Since Parvo causes severe vomiting and diarrhea (with or without blood), infected dogs lose significant amounts of fluids. If left untreated, this often leads to dehydration, which is the main cause of death in dogs with Parvo. To combat the rapid loss of water in your dog’s body, make sure that they stay hydrated.
Place a bowl of fresh, clean water inside your dog’s temporary enclosure. If they’re having trouble drinking on their own or showing no interest in drinking at all, then you may need to give them water through a needle-less syringe. Make sure to do this several times a day to keep your dog’s fluid levels up.
Along with water, dogs with Parvo also lose plenty of electrolytes, which are electrically charged minerals involved in many essential processes inside the body. For that reason, electrolyte supplementation is an important part of the treatment process. Unflavored Pedialyte, despite it being made for children, works really well and is readily available in pharmacies and grocery stores.
Aside from dehydration, malnourishment is also a common cause of death in dogs with Parvo.

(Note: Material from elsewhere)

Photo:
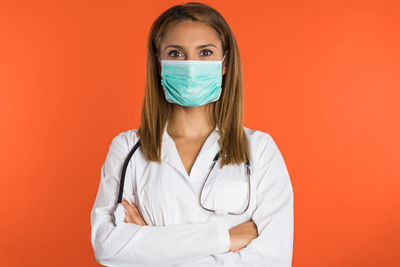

Since the disease causes dogs to feel nauseous all the time, they usually become a lot less enthusiastic about their meals. However, dogs need to receive nutrients to make a full recovery.
To encourage your dog to eat, feed them bland, easily digestible foods, like boiled white rice and boiled chicken breast (without the skin). Other options include plain oatmeal (no sweeteners, artificial sweeteners, flavors, and other additives), boiled potatoes or sweet potatoes, and boiled, unseasoned ground beef. To find out more about these foods and why they’re great for dogs with Parvo, check out this article!
Depending on how you want to go about the treatment process, you may want to consider talking to your veterinarian about medications that could help improve your condition, as well as alleviate their discomfort. Believe it or not, but the odds of your dog making a full recovery increases by 85% simply by adding two medications to your at home treatment plan—maropitant and cefovecin.
Maropitant, sold under the brand name Cerenia, is an anti-nausea medication that works to prevent the incidence of vomiting and help dogs gain their appetite back. On the other hand, cefovecin, sold under the brand name Convenia, is a broad-spectrum antibiotic that ensures your dog doesn’t develop secondary diseases and infections throughout their recovery period. Do note that both medications need a prescription from a veterinarian.
To know more about both medications and how to administer them at home, you can read this article.
Once you decide to treat your dog at home, you have to understand that you’ll need to be with them at all times. At-home treatments aren’t for those with busy schedules, since around-the-clock care and monitoring is crucial.
Throughout your dog’s recovery, note any changes—no matter how small. They’ll help you gauge your dog’s health status and see whether they’re recovering or actually getting worse.
If your dog is starting to drink or eat on their own again, or maybe even reverting back to their old quirky ways, then they’re most likely recovering. However, if some symptoms seem to be worsening, then it’s best to bring your dog to the animal clinic right away.